Ted Kosmatka is another of the long list of SF writers born on this date. Here's a selection of my reviews of his stories.
Locus, August 2007
Another new writer, Ted Kosmatka, also impresses with a dark story: “The Prophet of Flores”, set in an alternate world in the Earth has been proven to be only 5800 years old, and in which evolutionists are crackpots. A scientist is recruited to study the dwarf people of the Indonesian island Flores – but these discoveries are politically and religiously bombshells. Even in a world where Creationism is true, the forces of orthodoxy are unwilling to accept the implications of scientific investigation.
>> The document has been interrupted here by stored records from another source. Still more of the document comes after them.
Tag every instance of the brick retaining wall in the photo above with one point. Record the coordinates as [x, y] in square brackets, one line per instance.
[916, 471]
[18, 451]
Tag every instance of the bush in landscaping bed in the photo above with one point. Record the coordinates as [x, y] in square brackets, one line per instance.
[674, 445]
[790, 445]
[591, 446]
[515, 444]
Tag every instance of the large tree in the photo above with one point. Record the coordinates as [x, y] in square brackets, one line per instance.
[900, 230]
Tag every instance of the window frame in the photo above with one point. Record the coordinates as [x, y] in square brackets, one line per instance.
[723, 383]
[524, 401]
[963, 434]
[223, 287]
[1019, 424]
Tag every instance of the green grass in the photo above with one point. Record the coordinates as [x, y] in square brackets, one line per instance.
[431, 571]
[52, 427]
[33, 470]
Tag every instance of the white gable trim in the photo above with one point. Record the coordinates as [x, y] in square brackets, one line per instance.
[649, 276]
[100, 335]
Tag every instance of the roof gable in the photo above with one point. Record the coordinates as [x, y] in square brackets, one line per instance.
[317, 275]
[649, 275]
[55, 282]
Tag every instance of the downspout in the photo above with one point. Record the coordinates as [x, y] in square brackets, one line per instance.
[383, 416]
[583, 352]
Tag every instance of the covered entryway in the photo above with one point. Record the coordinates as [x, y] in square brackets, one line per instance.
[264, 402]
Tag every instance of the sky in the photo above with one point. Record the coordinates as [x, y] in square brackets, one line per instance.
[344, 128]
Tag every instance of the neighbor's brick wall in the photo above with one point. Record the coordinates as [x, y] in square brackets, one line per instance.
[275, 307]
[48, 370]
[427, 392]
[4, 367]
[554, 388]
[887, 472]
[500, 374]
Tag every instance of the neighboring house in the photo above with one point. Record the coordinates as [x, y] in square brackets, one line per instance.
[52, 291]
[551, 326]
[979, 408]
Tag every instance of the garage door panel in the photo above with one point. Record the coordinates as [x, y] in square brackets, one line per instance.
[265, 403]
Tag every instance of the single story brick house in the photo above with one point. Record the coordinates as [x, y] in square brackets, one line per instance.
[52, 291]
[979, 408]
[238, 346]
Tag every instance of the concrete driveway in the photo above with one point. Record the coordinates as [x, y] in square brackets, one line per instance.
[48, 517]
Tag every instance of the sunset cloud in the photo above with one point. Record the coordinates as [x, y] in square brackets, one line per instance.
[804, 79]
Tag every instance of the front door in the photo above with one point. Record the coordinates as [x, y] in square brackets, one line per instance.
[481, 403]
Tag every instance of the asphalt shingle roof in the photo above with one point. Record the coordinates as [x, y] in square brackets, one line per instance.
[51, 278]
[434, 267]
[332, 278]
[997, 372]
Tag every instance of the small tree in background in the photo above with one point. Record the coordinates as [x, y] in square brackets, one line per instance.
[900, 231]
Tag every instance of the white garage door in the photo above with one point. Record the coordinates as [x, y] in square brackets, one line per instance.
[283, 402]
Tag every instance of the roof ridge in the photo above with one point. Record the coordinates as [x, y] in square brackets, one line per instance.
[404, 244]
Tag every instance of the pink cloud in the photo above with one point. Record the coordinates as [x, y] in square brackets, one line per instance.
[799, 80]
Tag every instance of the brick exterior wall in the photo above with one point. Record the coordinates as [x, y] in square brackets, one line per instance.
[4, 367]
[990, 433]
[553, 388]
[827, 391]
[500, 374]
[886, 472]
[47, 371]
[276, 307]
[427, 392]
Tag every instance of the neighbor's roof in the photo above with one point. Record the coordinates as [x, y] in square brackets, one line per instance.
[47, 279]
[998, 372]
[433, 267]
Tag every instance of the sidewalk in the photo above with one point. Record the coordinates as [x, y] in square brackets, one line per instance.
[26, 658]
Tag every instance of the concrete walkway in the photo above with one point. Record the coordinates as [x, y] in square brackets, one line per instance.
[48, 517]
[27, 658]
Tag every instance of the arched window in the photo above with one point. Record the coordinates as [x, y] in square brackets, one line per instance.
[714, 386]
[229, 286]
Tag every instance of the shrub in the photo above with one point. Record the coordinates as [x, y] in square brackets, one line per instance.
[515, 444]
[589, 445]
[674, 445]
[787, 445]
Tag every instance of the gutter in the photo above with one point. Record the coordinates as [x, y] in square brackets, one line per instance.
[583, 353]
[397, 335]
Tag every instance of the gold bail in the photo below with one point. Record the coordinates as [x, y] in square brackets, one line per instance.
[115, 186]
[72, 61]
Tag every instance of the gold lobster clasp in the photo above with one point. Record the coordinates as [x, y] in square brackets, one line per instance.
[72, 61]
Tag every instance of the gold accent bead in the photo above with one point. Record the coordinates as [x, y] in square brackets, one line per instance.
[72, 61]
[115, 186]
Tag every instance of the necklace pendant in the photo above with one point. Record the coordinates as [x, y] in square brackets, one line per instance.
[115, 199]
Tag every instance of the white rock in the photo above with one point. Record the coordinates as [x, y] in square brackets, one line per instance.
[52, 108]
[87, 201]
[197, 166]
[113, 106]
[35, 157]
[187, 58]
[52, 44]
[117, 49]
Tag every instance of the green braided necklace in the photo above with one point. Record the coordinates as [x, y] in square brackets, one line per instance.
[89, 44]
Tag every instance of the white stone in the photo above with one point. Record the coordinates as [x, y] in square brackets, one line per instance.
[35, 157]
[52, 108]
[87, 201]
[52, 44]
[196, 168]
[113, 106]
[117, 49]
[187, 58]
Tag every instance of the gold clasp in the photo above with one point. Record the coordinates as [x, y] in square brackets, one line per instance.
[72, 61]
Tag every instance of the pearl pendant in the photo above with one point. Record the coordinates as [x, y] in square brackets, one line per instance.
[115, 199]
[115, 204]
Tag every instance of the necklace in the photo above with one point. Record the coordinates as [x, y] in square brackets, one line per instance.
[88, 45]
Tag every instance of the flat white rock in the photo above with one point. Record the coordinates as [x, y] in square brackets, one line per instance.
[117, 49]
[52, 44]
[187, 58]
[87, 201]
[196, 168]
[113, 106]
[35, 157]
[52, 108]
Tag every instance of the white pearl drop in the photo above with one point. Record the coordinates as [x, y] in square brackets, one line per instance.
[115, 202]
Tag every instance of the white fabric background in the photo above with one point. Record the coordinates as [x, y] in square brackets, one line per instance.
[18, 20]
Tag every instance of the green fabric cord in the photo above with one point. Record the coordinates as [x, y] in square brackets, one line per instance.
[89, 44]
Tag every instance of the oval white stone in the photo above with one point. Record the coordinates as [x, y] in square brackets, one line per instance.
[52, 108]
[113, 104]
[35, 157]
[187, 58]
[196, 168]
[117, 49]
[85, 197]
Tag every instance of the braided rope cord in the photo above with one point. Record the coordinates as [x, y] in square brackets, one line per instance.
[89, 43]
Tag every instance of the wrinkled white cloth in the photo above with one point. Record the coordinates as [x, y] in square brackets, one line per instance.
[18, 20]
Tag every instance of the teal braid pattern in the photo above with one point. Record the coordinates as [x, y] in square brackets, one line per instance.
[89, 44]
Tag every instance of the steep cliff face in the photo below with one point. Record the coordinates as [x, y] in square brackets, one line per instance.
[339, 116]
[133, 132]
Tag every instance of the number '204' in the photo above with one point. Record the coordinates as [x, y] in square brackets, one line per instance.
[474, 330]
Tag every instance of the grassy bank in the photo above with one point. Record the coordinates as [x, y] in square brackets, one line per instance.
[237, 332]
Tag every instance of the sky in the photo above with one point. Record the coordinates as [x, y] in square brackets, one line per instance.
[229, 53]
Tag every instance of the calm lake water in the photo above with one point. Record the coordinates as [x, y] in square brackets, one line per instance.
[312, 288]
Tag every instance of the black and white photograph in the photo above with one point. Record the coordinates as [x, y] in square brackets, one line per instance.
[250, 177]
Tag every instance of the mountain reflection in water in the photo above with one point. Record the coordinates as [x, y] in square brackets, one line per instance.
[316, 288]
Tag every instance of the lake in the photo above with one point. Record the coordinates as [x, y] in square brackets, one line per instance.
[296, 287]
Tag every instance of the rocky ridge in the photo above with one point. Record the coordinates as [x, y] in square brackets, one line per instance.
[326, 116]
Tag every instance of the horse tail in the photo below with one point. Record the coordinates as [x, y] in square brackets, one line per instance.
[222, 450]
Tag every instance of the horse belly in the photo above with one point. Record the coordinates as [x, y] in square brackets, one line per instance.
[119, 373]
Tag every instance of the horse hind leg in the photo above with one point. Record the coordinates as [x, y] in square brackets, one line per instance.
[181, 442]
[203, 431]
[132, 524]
Effective stuff.
Locus, June 2008
The June F&SF opens with a tense novelette from Ted Kosmatka, who is a rising star of short SF – where he stands now reminds me of where, say, Paolo Bacigalupi stood in 2004. Like Bacigalupi on occasion, or early Greg Egan, he has a certain tendency to yoke his neat SFnal ideas to thriller plots. This works best if the plot can be made to turn, at least in part, on the idea – and that’s the case in “The Art of Alchemy”. The narrator is a specialist in memory metals, working for a steel company based in northern Indiana. He tells his story in past tense, and for him it is the story of his love affair with Veronica, a brilliant and beautiful black woman, an up and coming management star with the company, who for some reason chose him. But he comes to learn that she has multiple loyalties – to her own past, of course, but also to the company. And when she gets an offer to the specs for a miracle material that may threaten the future of the steel business those loyalties are tested. And so are the narrator’s loyalties. The story nicely balances a wrenching love story with a good near future SF idea with a crackling thriller conclusion.
Locus, August 2008
I recently in these pages brought up Greg Egan’s name in connection with Ted Kosmatka. The comparison seems even stronger with “Divining Light”. Here Kosmatka, like Egan, examines esoteric Physics and also human consciousness, as a rather damaged researcher finds a way to investigate what sort of “consciousness” is required to collapse quantum events – with scary implications of much wider import than purely Physics.
Locus, June 2009
Belatedly I’ll catch up with Subterranean’s online offerings. For Spring, Gardner Dozois is the Guest Editor, and the best story so far (Spring is not over!), is Ted Kosmatka’s “The Ascendant”, set in a very odd prison, apparently part of some sort of arcology, and telling of a child born to a woman prisoner, and his growing awareness of his world. The story ends, alas, well before the boy’s story ends – surely more work in this setting is forthcoming.
Locus, November 2009
Much darker is “Blood Dauber” (Asimov's, November), by Ted Kosmatka and Michael Poore. Bell is a zookeeper, who rather loves his job despite its awfulness. But his life is a mess: his job doesn’t pay well, and his wife resents the financial stress that results. And to tell the truth Bell is a bit of a mess anyway. Things come to something of a head when he makes friends (sort of) with a criminal working off his community service time at the zoo. At the same time he discovers a very strange insect, that appears to actively adapt to local conditions. Bell begins to experiment with the insect, trying to adapt it to different environments. But crises in his personal and professional life impinge, leading to a horrifying conclusion, and dark resolution.
Locus, January 2012
At the January/February F&SF I liked “The Color Least Used in Nature”, by Ted Kosmatka, a dark and powerful story of a boat builder in a South Pacific island. The fantasy element is slim -- walking trees that make remarkable boats -- but the heart of the story is wonderful, a complex mix of an elegiac look at the effects of colonialism on the island people with the effects of love disappointed and violence on the life of the boat builder, and of the women he loves and his children.
Locus, May 2016
The April Asimov’s is one of the best magazine issues I’ve seen in some time. All three novelettes are very fine. Ted Kosmatka’s “The Bewilderness of Lions” and Dale Bailey’s “I Married a Monster from Outer Space” both seem pure examples of stories that use thinnish SF tropes quite well in service of more mundane concerns. Kosmatka’s story is Caitlin, who consults for a political candidate as a kind of data miner. She is able to predict unusual happenings that might affect the campaign, quite successfully, until someone seems to notice, and makes her an offer … So far, so typical: a shadowy conspiracy running the world (I was reminded a bit of the film version of Philip Dick’s “The Adjustment Bureau”): but Kosmatka gives Caitlin a powerful back story, concerning her brother, and ties it very effectively to her ultimate dilemma.